Lawyer warns action against firm or Beijing parent is unlikely to succeed

Hundreds of small investors in China Aviation Oil (Singapore) Corp (CAO) who met last night to weigh up possible legal action over the firm's US$550 million derivatives loss have been advised by the Securities Investors Association of Singapore that options are limited.

'Simply put - very difficult,' the 63,000-member association's president David Gerald said.

Engeling Teh Practice lawyer Karish Kumar told yesterday's shareholder meeting that action could possibly be taken against CAO, its Beijing-based parent and company directors. But in each case, he warned, the likelihood of success was extremely limited.

'I'm sorry I am not able to hold out more hope for you,' Mr Kumar told investors.

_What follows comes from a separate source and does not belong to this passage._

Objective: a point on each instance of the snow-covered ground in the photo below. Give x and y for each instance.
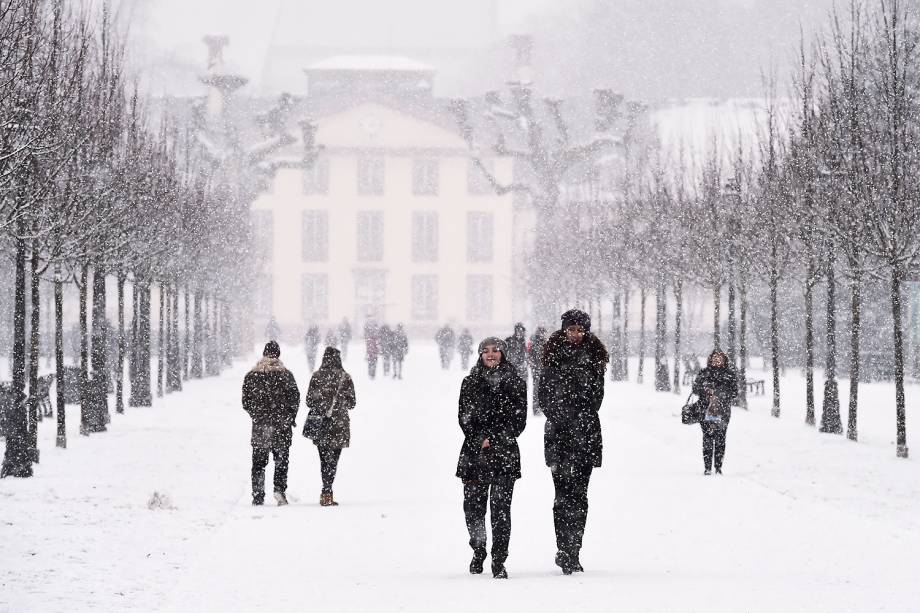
(799, 522)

Mr Gerald also warned them against taking legal action before CAO's scheme of arrangement was presented to creditors. 'Don't sue yet because we need to get the company back on its feet,' he said.

CAO applied for court protection earlier this month after raking up the losses, sparking Singapore's biggest financial crisis since rogue trader Nick Leeson broke Barings Bank in 1995.

Potential lawsuits from investors are not the only legal problem facing CAO and its parent, China Aviation Oil Holding Co (CAOHC).

Both companies are also being sued by a group of Indonesian businessmen over the collapse earlier this year of CAO's US$220 million bid to buy a stake in a Singapore oil refiner.

The Indonesians' firm, Satya Capital, is seeking damages of more than S$47 million ($222.18 million) from CAO and CAOHC after the deal to buy 20.6 per cent of Singapore Petroleum Corp collapsed.

CAO has until the end of this month to file a legal defence to the Satya claim.

CAO's creditors, which are owed more than US$247 million, could at any stage decide to apply to the High Court to have the firm put into judicial management.

Most creditors have so far been willing to work with CAO financial adviser Deloitte & Touche, which is putting together a scheme of arrangement. But the creditors still have the option of forcing CAO into judicial management.

One creditor, Standard Bank London, has already filed a statutory demand against CAO for US$14.4 million, which if triggered would put the Singapore company into liquidation.

A syndicate of 10 banks led by Societe Generale is also owed about US$152 million, the amount outstanding on a US$160 million five-year loan negotiated last July.

The suspended chief executive of CAO, Chen Jiulin, told the High Court last month that the company had used up US$120 million of the syndicated loan as early as October 10 to meet margin calls on its derivatives trading.